A presidente da República deveria ter vetado, mas deixou passar, um erro político imperdoável”, disse o ex-presidente da mais alta Corte judicial do País.

Barbosa participou em São Paulo do congresso da Associação Brasileira das Entidades dos Mercados Financeiros e de Capitais (Anbima).

 Ele disse que “a corrupção pública é muito incentivada pelo modelo de organização da política que foi adotada”.

“A evolução do sistema político brasileiro contribui para isso (a corrupção)”, afirmou o ex-ministro.

 “Um sistema partidário fragmentado, sistema de partidos políticos destituídos de qualquer ideário, de qualquer conotação ideológica ou o que o valha.
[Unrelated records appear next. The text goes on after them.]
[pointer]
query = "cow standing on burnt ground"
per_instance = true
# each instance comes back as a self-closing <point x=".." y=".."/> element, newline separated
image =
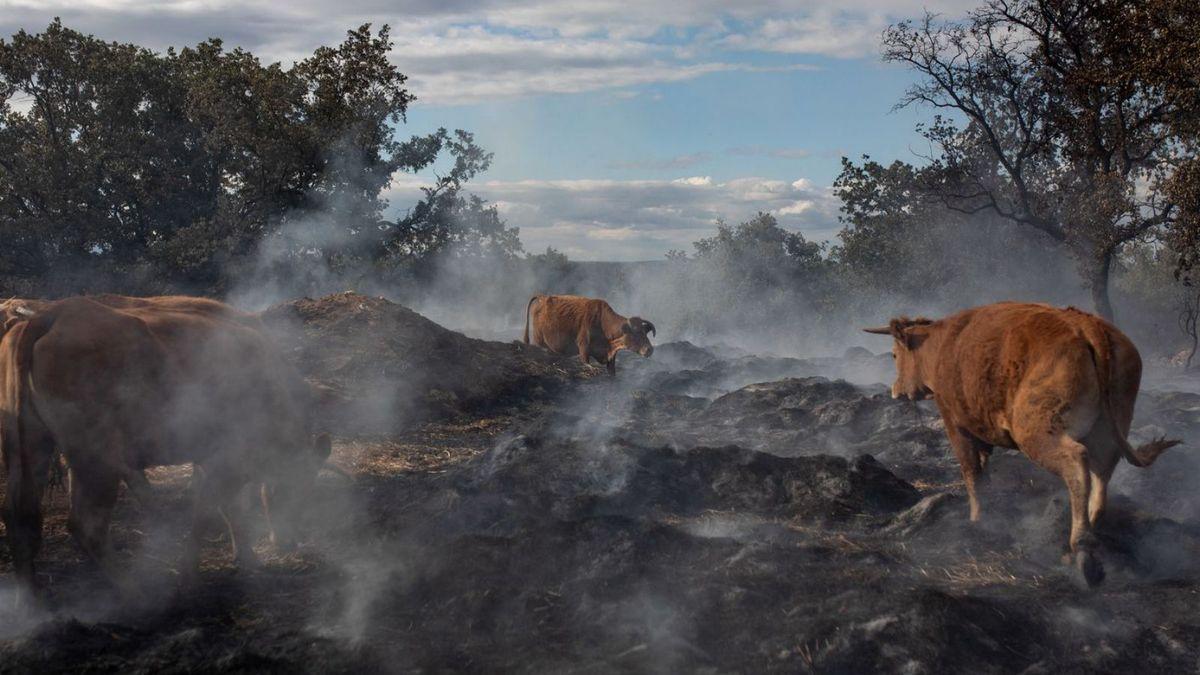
<point x="121" y="384"/>
<point x="1059" y="384"/>
<point x="589" y="327"/>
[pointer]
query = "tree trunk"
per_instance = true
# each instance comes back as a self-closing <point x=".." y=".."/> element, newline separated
<point x="1099" y="285"/>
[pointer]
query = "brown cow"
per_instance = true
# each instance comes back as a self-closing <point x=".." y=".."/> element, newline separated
<point x="588" y="327"/>
<point x="1059" y="384"/>
<point x="18" y="309"/>
<point x="121" y="389"/>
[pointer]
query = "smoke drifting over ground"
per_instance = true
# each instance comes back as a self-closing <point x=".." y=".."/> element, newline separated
<point x="708" y="508"/>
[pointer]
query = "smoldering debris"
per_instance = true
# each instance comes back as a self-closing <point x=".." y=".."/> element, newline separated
<point x="673" y="518"/>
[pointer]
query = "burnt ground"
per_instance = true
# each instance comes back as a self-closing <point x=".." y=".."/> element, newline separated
<point x="705" y="511"/>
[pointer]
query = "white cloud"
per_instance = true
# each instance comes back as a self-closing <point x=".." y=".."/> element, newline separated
<point x="462" y="52"/>
<point x="643" y="219"/>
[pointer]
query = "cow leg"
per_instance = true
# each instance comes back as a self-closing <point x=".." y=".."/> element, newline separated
<point x="94" y="490"/>
<point x="190" y="562"/>
<point x="1104" y="454"/>
<point x="583" y="345"/>
<point x="1068" y="458"/>
<point x="234" y="515"/>
<point x="214" y="487"/>
<point x="28" y="475"/>
<point x="970" y="453"/>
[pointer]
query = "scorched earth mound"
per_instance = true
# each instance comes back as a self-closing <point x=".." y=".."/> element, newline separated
<point x="701" y="512"/>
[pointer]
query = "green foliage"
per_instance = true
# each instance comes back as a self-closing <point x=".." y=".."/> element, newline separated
<point x="1061" y="126"/>
<point x="181" y="165"/>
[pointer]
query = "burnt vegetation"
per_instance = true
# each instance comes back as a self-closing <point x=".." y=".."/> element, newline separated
<point x="750" y="499"/>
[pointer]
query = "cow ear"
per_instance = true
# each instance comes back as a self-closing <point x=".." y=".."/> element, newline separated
<point x="912" y="336"/>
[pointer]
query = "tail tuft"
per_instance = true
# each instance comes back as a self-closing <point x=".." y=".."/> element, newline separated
<point x="1145" y="454"/>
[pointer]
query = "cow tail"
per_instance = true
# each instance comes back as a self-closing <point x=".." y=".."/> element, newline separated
<point x="528" y="306"/>
<point x="16" y="359"/>
<point x="1102" y="356"/>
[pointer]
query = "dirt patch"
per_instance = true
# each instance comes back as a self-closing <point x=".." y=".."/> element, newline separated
<point x="389" y="368"/>
<point x="672" y="519"/>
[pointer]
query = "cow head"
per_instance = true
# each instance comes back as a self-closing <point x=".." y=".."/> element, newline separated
<point x="634" y="336"/>
<point x="909" y="335"/>
<point x="15" y="310"/>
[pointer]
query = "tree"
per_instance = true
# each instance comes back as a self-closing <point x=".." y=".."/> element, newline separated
<point x="1060" y="130"/>
<point x="181" y="165"/>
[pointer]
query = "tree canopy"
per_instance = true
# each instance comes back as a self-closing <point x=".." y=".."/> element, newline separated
<point x="179" y="165"/>
<point x="1060" y="119"/>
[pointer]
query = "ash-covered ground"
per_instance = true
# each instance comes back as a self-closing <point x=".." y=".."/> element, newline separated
<point x="705" y="511"/>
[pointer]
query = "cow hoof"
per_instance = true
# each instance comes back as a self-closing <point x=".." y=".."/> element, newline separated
<point x="1090" y="567"/>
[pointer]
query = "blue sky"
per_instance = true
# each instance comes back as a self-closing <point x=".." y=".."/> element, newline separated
<point x="621" y="130"/>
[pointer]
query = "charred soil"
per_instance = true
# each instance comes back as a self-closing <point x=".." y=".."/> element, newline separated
<point x="507" y="509"/>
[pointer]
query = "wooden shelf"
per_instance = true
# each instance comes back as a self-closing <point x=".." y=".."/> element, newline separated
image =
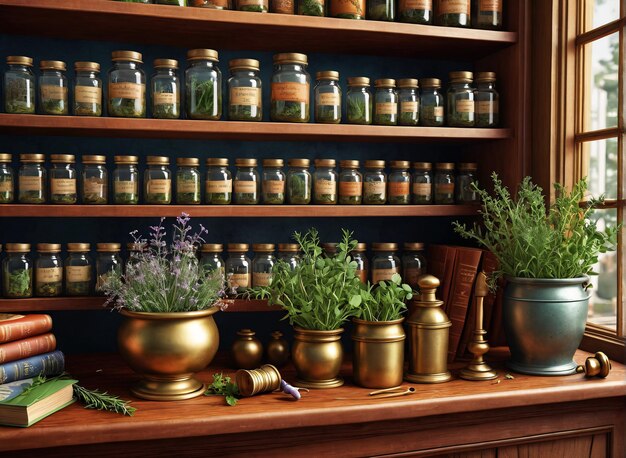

 A atividade politica se tornou um meio para se atingir outros objetivos que não aquele de atender os interesses da coletividade.

 E impune”.
Ele afirmou que “o esporte mais praticado pelo Congresso é a vontade de derrotar o Executivo nessa ou naquela proposta”.

 Segundo Barbosa, o Congresso “em vez de contribuir propositivamente com políticas públicas, usa seu poder muito mais para chantagem, não é participativo” Em sua avaliação, “o Legislativo se acomodou ao presidencialismo de coalizão”.